In generale, nel contesto della rappresentanza legale, si verifica una separazione tra
chi compie l'atto e chi ne subisce gli effetti, in questi casi, la capacità d'agire non è
richiesta per la validità del negozio, poiché chi compie l'atto agisce in nome e per
conto di un'altra persona.
La capacità d'agire, analogamente alla capacità giuridica, rappresenta un concetto
astratto che indica la capacità di un individuo di compiere atti giuridici. In altre parole,
tutti coloro che hanno raggiunto la maggiore età sono considerati capaci di agire, ma
per eseguire specifici atti è necessario essere legittimati.
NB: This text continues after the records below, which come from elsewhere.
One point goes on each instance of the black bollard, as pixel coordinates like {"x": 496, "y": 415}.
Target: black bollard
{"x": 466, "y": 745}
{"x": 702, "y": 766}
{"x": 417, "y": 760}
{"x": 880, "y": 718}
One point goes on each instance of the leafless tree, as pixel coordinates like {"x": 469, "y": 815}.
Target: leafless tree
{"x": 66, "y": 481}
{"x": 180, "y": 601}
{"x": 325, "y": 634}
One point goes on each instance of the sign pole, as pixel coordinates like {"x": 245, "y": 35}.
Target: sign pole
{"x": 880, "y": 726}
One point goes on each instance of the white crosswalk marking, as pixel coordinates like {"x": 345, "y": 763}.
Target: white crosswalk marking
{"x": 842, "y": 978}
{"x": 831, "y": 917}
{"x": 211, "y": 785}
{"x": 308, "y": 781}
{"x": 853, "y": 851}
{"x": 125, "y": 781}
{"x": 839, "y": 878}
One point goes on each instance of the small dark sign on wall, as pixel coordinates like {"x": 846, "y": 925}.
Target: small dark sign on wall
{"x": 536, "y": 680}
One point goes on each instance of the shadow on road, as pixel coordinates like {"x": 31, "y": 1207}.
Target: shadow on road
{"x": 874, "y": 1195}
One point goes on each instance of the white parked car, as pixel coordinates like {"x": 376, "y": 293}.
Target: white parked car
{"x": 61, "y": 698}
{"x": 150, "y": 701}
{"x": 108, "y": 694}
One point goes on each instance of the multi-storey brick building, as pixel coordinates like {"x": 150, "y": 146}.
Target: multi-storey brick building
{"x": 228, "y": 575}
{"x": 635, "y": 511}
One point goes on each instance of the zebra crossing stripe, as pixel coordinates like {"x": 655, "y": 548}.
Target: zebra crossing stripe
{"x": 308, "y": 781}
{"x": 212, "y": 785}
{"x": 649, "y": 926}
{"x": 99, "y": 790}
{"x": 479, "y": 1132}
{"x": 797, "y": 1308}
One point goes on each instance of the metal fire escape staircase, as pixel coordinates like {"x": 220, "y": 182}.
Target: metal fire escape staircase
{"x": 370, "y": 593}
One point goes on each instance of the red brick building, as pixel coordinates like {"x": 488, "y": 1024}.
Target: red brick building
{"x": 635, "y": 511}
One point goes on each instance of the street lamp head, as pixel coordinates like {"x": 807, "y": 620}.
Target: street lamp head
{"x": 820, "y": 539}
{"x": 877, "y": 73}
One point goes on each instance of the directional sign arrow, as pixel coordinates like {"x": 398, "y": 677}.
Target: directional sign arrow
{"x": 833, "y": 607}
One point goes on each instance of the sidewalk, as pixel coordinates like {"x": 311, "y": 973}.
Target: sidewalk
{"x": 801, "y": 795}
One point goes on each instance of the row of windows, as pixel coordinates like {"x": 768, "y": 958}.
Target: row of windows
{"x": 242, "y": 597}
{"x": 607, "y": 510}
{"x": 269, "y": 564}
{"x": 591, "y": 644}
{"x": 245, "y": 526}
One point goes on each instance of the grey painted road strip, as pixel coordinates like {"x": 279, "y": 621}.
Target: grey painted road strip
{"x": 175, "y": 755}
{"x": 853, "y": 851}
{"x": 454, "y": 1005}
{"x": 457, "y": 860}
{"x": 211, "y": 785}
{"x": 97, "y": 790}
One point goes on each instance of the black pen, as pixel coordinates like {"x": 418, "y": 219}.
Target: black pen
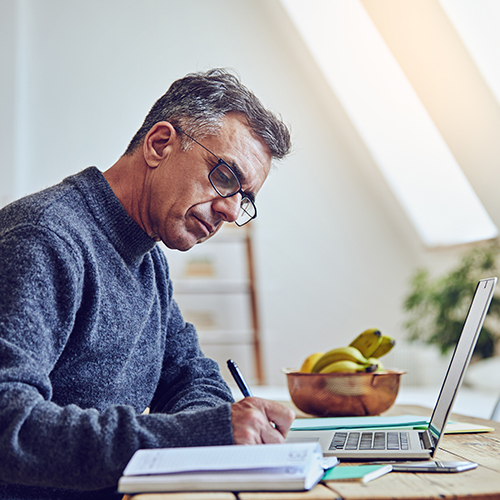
{"x": 238, "y": 377}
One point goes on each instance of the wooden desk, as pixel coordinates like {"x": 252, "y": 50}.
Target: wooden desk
{"x": 477, "y": 484}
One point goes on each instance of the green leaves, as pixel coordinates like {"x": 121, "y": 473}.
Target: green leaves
{"x": 437, "y": 307}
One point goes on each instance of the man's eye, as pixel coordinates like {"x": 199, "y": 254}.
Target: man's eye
{"x": 224, "y": 177}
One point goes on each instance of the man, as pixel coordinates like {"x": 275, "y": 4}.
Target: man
{"x": 89, "y": 333}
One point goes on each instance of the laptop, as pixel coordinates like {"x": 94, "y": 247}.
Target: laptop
{"x": 410, "y": 444}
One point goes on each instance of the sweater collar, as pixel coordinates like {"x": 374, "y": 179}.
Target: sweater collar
{"x": 129, "y": 239}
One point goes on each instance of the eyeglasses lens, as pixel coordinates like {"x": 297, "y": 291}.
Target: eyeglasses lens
{"x": 247, "y": 212}
{"x": 224, "y": 181}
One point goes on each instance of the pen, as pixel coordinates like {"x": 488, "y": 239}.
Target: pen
{"x": 238, "y": 377}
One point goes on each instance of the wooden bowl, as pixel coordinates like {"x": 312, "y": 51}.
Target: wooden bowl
{"x": 343, "y": 394}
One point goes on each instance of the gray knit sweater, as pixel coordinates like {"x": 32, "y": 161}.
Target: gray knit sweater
{"x": 90, "y": 337}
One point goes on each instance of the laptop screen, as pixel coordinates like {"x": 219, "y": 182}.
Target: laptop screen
{"x": 461, "y": 356}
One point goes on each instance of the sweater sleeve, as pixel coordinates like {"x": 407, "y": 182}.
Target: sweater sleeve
{"x": 45, "y": 444}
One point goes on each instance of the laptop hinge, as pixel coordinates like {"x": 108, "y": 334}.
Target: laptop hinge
{"x": 426, "y": 440}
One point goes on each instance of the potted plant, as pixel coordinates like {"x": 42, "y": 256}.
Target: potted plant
{"x": 437, "y": 306}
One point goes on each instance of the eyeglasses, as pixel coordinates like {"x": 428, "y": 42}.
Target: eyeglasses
{"x": 226, "y": 184}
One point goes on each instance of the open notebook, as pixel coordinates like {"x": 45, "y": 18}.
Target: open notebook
{"x": 372, "y": 444}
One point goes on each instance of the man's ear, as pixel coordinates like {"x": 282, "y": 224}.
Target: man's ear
{"x": 156, "y": 143}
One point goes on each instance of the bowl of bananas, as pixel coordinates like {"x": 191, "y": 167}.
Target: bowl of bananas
{"x": 346, "y": 381}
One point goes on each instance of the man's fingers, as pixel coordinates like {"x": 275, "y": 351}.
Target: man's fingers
{"x": 281, "y": 416}
{"x": 258, "y": 421}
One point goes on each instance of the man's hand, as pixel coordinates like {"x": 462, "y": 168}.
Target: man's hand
{"x": 259, "y": 421}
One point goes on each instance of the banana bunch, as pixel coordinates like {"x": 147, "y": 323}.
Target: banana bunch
{"x": 361, "y": 355}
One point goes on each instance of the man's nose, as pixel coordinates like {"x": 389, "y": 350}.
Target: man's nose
{"x": 228, "y": 208}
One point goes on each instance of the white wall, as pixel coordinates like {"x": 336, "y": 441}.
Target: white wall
{"x": 334, "y": 250}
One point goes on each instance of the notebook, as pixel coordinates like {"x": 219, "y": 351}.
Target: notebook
{"x": 270, "y": 467}
{"x": 407, "y": 444}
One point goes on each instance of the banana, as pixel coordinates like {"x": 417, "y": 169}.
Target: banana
{"x": 347, "y": 366}
{"x": 310, "y": 361}
{"x": 367, "y": 342}
{"x": 339, "y": 354}
{"x": 386, "y": 344}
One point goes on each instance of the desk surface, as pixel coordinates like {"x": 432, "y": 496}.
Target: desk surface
{"x": 481, "y": 483}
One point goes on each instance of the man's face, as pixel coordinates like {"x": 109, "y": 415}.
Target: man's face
{"x": 184, "y": 208}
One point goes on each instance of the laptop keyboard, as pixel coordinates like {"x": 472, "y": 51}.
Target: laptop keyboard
{"x": 386, "y": 440}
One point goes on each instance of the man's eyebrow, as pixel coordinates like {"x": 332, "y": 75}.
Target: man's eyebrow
{"x": 241, "y": 177}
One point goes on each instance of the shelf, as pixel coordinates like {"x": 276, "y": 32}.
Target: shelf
{"x": 226, "y": 337}
{"x": 209, "y": 285}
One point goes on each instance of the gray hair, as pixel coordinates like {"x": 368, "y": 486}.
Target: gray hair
{"x": 198, "y": 102}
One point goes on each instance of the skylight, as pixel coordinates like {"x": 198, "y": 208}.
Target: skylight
{"x": 410, "y": 152}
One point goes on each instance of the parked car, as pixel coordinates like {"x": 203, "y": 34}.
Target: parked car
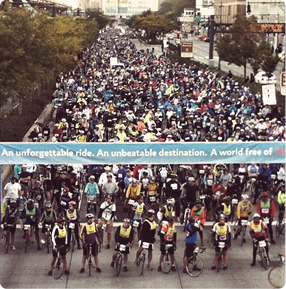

La legittimazione è alla capacità d'agire ciò che la titolarità è alla capacità
giuridica: entrambe presuppongono il verificarsi di una situazione concreta, che va
oltre la nascita e il raggiungimento della maggiore età, e che si traduce
nell'imputazione di un effetto giuridico (titolarità) sul quale il soggetto può disporre
liberamente (legittimazione).
La capacità d'agire si acquisisce con il raggiungimento della maggiore età,
attualmente stabilita a 18 anni. Questa scelta deriva dalla necessità di individuare un
momento standard a partire dal quale si presume, secondo un giudizio sociale tipico,
che l'individuo sia in grado di prendersi cura autonomamente dei propri interessi.
Una volta raggiunta la maggiore età, un individuo può compiere tutti gli atti per i quali
non è richiesta un'età superiore come, ad esempio, nel caso dell'adozione ordinaria,
dove è necessario che l’adottante abbia compiuto il trentacinquesimo anno di età.
Talvolta, viceversa, con riferimento ad alcuni specifici atti, l'ordinamento si accontenta
di un’età inferiore ai 18: ad esempio, un sedicenne può riconoscere un figlio nato fuori
dal matrimonio, mentre un quindicenne può lavorare anche se non può stipulare un
contratto di lavoro, in cui sarà rappresentato dai genitori.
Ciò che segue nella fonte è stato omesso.